Two command strings run the whole GMM ladder in pydynpd

# difference GMM: lagged LEVELS instrument the differenced equation
diff = regression.abond(
    "n L(1:1).n L(0:1).w L(0:1).k | gmm(n, 2:99) gmm(w, 2:99) "
    "gmm(k, 2:99) | timedumm nolevel", df, ["id", "year"])

# system GMM: drop `nolevel` (add the levels equation), collapse instruments
sys = regression.abond(
    "n L(1:1).n L(0:1).w L(0:1).k | gmm(n, 2:99) gmm(w, 2:99) "
    "gmm(k, 2:99) | timedumm collapse", df, ["id", "year"])

Difference GMM passes every printed test — and still gives a suspect 0.679

Two-step diff GMM
\(\hat\rho\) (L1.n) 0.679
SE (Windmeijer) 0.089
Instruments 91
AR(2) p 0.866
Hansen p 0.211

0.679 sits 0.053 above the FE floor of 0.626 — within one SE of the biased bound.

Blundell-Bond flips the logic: lagged differences instrument the levels

\[E\big[\,\Delta n_{i,t-1}\,(\alpha_i + \varepsilon_{it})\,\big] = 0\]

Even for a persistent series, last year’s change is informative about this year’s level. The price is one new assumption — mean stationarity: firms’ initial deviations from their steady states must be unrelated to \(\alpha_i\).

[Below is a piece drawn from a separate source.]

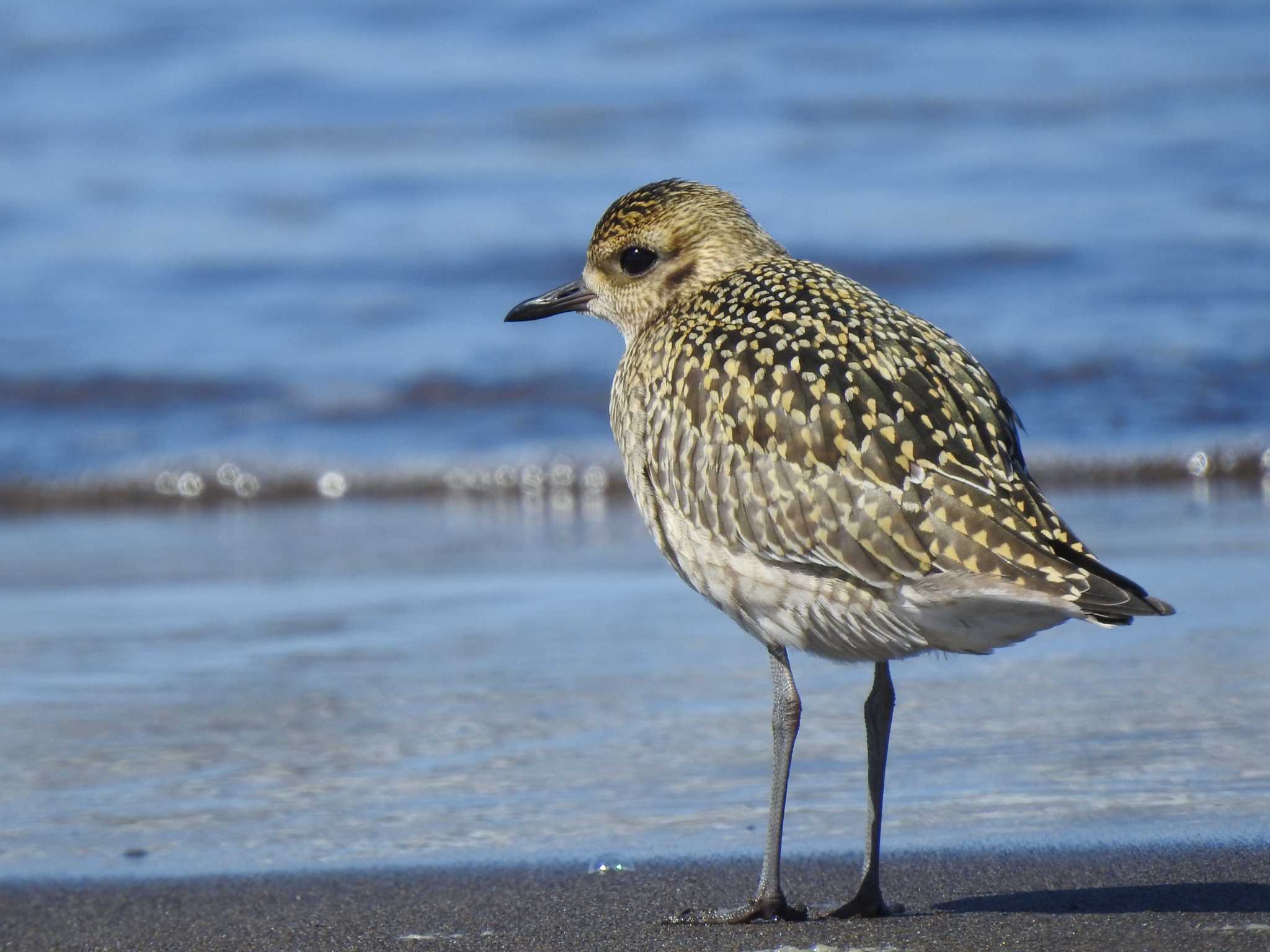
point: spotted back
(796, 413)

Ninety-three percent of an employment shock survives into next year

0.927

system GMM, two-step, 32 collapsed instruments (SE 0.079) — inside the bracket, upper half

The headline’s diagnostics are textbook-clean

Two-step system GMM (collapsed)
\(\hat\rho\) (L1.n) 0.927
SE (Windmeijer) 0.079
Instruments 32 (vs 140 firms)
AR(1) p 0.000 — rejects, as required
AR(2) p 0.994 — clean
Hansen p 0.462 — comfortable middle

Trust, But Verify

Act III

The diagnostics decoder: two of the three tests are read backwards

Test Correct reading Headline value
AR(1) in differences Must reject — rejection is mechanical good news p = 0.000 ✓
AR(2) in differences Must not reject — this validates the \(t-2\) instruments p = 0.994
Hansen J Two-tailed in spirit — p < 0.05 is invalid; p near 1 is an overwhelmed test p = 0.462 ✓

The Hansen p-value responds to the instrument count, not just validity

Lag window Collapsed Instruments \(\hat\rho\) Hansen p
2:3 no 68 0.956 0.035
2:3 yes 17 0.921 0.096
2:5 no 95 0.935 0.186
2:99 no 113 0.930 0.235
2:99 yes 32 0.927 0.462

Same model six times; only the plumbing changes. Uncollapsed 2:3 is rejected (p = 0.035) while its collapsed twin passes — driven purely by instrument count.

More instruments is not better — proliferation disarms the test that guards you

Hansen p against instrument count: full matrix (steel) vs collapsed (teal), the p = 0.05 rejection line, and the 140-firm Roodman ceiling.

The toolchain replicates the published benchmark digit for digit

Published vignette Our run
L1.n 0.2710675 0.2710675
Hansen \(\chi^2\) 32.666 32.666
Instruments 42 42

Exact match under a hard assertion — the NumPy-2 compatibility shim perturbs nothing.

Seven estimators, one parameter — only the workflow identifies the winner

Every estimator with its 95% CI against the shaded OLS–FE bracket. Grey defines the band; blue (Anderson-Hsiao) straddles everything; orange (difference GMM) hugs the floor; teal (system GMM) lands in the upper half.

“Your own CI includes the unit root — why believe 0.927?”

Objection. The headline CI [0.773, 1.081] contains \(\rho = 1\), mean stationarity is untestable, and one common \(\rho\) is imposed on all 140 firms.

Response. All true — which is why the claim is the point estimate and its lower bound, never “employment is stationary.” The estimate survives the bracket check, a 6-cell proliferation grid (range 0.921–0.956), clean AR(2)/Hansen, and an exact replication — and the mean-stationarity price is stated out loud, not hidden.

The dynamic-panel checklist you take home

  • Run OLS and FE first — record the bracket; they are the measuring stick
  • A difference-GMM estimate hugging the FE bound is a weak-instrument symptom — passing Hansen and AR(2) does not clear it
  • Prefer system GMM when persistence is high — and name the mean-stationarity assumption you are buying
  • AR(1) must reject; AR(2) must not; read Hansen two-tailed
  • Collapse instruments and report the count relative to the number of groups
  • Replicate a published benchmark before trusting novel numbers

No single p-value separates 0.927 from 0.679 — the bracket-plus-diagnostics workflow does.